A secretariat directive is a procedural or substantive instruction issued by the conference Secretariat — typically the Secretary-General, Under-Secretaries-General, or assigned staff — that shapes how a Model UN committee runs or how a crisis arc unfolds. Unlike a delegate directive (which committee members vote on or submit individually in crisis), a secretariat directive comes from outside the committee room and is not subject to delegate amendment or vote.
In crisis committees, secretariat directives are the primary engine of the simulation. The crisis staff (often called the "backroom") drafts updates that introduce new events — a coup, a market crash, a battlefield development — and pushes them into committee as directives or news bulletins. These updates respond to delegate actions, escalate the storyline, or inject unexpected variables to test the room.

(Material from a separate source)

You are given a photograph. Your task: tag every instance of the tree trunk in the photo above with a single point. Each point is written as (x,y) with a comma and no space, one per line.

In General Assembly–style committees, the term is used more narrowly. A secretariat directive there might:
- Adjust the agenda or speakers list at the chair's request
- Issue a ruling on a procedural dispute the dais cannot resolve
- Communicate administrative instructions (dress code, awards criteria, deadlines)
- Deliver a simulated communiqué from a fictional UN organ or external actor
Secretariat directives are generally not debatable. A delegate who disagrees may raise a point of order or point of personal privilege, but the directive itself stands unless the Secretariat retracts it. This mirrors, loosely, the real UN Secretariat's role under Article 97–101 of the UN Charter, where the Secretary-General and staff serve the organs but do not vote.
Best practice at most circuits (NMUN, WorldMUN, HMUN, HNMUN) is for the Secretariat to use directives sparingly in GA committees and aggressively in crisis, and to document them in writing so delegates and chairs share a clear record. A well-timed secretariat directive can rescue a stalled debate; an overused one can rob delegates of agency.
Example
During HMUN 2023's joint crisis on the 1962 Cuban Missile Crisis, the Secretariat issued a directive announcing a simulated U-2 shootdown, forcing both the Kennedy and Khrushchev cabinets to revise their draft communiqués.